Source: Department for Education, Apprenticeships and traineeships data

On the one hand, this suggests the drive for higher-level apprenticeships has worked well for lifelong learning. People already established in their careers are accessing higher apprenticeships, as their employers use the Apprenticeship Levy to raise the skills of their workforce. On the other hand, the supply of degree apprenticeships aimed at school leavers, especially those from disadvantaged backgrounds, is lower than much political rhetoric might imply.

There are widespread concerns over the completion rates for apprenticeships as close to half of those who start a course do not complete it. This explains why the Office for Students sets a minimum completion threshold of 55% for undergraduate (Level 6) apprentices, which is significantly lower than the 75% target for full-time first-degree (non-apprenticeship) students.

Apprenticeships are a popular policy concept. However, reform is needed to ensure that apprenticeships serve those they are intended to. Suggestions for reform include:

  • Lord Willetts and Lord Knight (a Conservative peer and a Labour peer, respectively, both of whom were previously Ministers with responsibility for parts of the education system) recommended the ‘government looks to funding degree apprenticeships through the standard higher education fees and loans model’ while concurrently cutting the red tape limiting the supply of places. This would allow for significant expansion of higher-level apprenticeships without a large upfront cost.
  • The Learning and Work Institute recommends a ‘Flex and match’ skills levy. This would broaden the current apprenticeship levy to give employers greater flexibility to spend their levy on training in priority areas, but only if they also invest in apprenticeships for young people.
  • Universities UK have recommended a review of the costs and burden of regulation, stating ‘the scale, complexity and high cost of how degree apprenticeships are regulated creates a potential barrier to entry’.

Alongside improvements to the apprenticeship offer, the incoming Government will take on responsibility for the Lifelong Learning Entitlement (LLE). This is designed to provide learners with funding for four years of higher education study at Levels 4 to 6. Ministers have claimed the policy is akin to ‘the revolutionary ideas that shaped the founding of our NHS’. When the underlying legislation was going through Parliament, the Rt Hon. Robert Halfon MP, Minister of State for Skills, Apprenticeships and Higher Education, told the House of Commons that the LLE would provide people with ‘a flexi-travelcard to jump on and off their learning as opposed to being confined to a single advance ticket.

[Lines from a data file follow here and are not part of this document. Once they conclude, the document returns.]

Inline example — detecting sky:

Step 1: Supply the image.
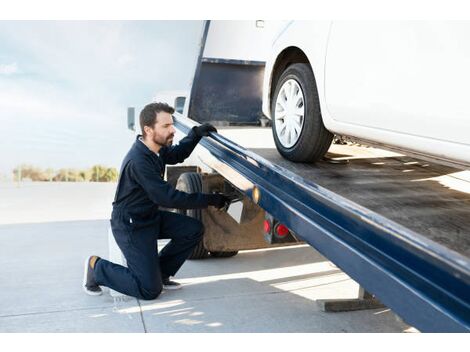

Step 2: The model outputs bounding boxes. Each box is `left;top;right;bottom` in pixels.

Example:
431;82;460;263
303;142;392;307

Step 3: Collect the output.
0;21;203;176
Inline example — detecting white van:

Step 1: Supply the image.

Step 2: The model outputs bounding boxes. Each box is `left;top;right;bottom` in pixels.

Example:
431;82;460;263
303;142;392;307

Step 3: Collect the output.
263;21;470;166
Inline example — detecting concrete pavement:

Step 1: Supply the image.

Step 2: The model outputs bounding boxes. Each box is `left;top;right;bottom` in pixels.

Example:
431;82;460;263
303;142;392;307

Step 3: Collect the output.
0;185;407;332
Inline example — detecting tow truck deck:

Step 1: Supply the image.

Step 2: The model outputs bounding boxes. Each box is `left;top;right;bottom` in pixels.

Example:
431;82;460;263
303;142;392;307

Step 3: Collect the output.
175;114;470;332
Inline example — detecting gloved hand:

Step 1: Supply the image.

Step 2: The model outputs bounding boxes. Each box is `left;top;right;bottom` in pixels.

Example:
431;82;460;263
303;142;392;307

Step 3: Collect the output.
193;122;217;137
208;193;230;209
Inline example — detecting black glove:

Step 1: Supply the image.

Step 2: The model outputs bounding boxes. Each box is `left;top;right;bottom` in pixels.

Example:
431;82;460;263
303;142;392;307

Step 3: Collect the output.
208;193;230;209
193;123;217;137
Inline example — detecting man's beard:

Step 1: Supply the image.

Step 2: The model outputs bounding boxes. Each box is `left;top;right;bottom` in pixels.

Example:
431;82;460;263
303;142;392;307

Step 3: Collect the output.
153;135;174;147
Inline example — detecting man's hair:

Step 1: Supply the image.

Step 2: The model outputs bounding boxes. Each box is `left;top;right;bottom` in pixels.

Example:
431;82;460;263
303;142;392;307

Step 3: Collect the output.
140;103;175;137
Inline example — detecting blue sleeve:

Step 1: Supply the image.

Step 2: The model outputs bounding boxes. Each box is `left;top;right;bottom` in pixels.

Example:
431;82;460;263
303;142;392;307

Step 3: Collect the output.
129;159;210;209
159;127;201;165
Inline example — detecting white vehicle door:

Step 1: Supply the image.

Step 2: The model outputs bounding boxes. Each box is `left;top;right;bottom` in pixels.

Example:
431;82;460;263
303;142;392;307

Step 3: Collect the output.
325;21;470;145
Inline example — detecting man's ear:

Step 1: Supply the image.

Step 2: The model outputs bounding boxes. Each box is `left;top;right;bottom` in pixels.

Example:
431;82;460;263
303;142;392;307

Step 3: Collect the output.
144;126;152;136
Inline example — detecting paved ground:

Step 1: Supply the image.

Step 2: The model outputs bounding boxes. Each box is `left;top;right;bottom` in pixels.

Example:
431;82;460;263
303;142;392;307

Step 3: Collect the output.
0;184;407;332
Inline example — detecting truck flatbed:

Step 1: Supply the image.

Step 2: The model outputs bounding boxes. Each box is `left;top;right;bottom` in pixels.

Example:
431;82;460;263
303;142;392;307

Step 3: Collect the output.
175;116;470;332
250;145;470;257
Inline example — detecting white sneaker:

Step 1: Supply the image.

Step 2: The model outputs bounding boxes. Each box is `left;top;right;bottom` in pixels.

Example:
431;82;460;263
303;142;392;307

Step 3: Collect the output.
162;277;183;290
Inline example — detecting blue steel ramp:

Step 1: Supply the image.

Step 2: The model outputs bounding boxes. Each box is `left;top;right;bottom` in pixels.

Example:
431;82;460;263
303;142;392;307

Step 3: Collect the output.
175;115;470;332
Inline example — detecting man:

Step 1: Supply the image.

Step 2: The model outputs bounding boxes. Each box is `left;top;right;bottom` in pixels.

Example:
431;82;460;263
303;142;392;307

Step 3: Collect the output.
83;103;229;299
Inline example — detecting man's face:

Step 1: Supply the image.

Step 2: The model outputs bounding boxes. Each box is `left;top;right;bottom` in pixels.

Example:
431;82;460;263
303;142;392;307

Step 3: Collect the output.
145;111;176;146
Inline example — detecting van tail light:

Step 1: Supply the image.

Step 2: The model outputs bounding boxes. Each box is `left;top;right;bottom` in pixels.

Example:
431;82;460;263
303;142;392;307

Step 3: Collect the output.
263;220;271;233
275;224;289;237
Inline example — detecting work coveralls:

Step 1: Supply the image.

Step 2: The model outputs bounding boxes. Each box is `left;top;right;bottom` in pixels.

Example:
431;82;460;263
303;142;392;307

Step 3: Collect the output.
94;130;210;299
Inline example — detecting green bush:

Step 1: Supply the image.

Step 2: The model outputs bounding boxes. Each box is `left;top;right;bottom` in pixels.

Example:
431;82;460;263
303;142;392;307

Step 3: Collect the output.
13;164;118;182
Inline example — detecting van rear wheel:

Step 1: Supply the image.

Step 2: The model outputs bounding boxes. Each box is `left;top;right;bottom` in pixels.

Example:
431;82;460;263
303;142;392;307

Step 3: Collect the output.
271;63;333;162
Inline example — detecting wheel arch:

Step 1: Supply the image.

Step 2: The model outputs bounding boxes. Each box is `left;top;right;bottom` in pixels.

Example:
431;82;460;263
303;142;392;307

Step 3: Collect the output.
269;46;313;111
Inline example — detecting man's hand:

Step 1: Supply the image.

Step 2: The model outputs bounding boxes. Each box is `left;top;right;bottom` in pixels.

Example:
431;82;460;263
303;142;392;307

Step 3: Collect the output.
193;123;217;137
209;193;230;209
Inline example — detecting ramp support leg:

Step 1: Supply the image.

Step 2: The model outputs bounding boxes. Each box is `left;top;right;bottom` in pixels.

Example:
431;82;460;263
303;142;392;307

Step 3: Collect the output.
317;286;385;312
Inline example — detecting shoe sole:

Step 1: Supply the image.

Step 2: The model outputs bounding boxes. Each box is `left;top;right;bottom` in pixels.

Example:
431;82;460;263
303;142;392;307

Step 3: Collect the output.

This is not just a train journey; it is a life journey.’

The goal is that learners will be able to use this loan for ‘stackable’ modules of 30 credits rather than having to sign up for a full qualification in advance. However, full implementation of the LLE has been delayed from 2025 to 2027 and many unanswered questions remain. For example, the mechanism for transferring credit obtained at different institutions is unclear.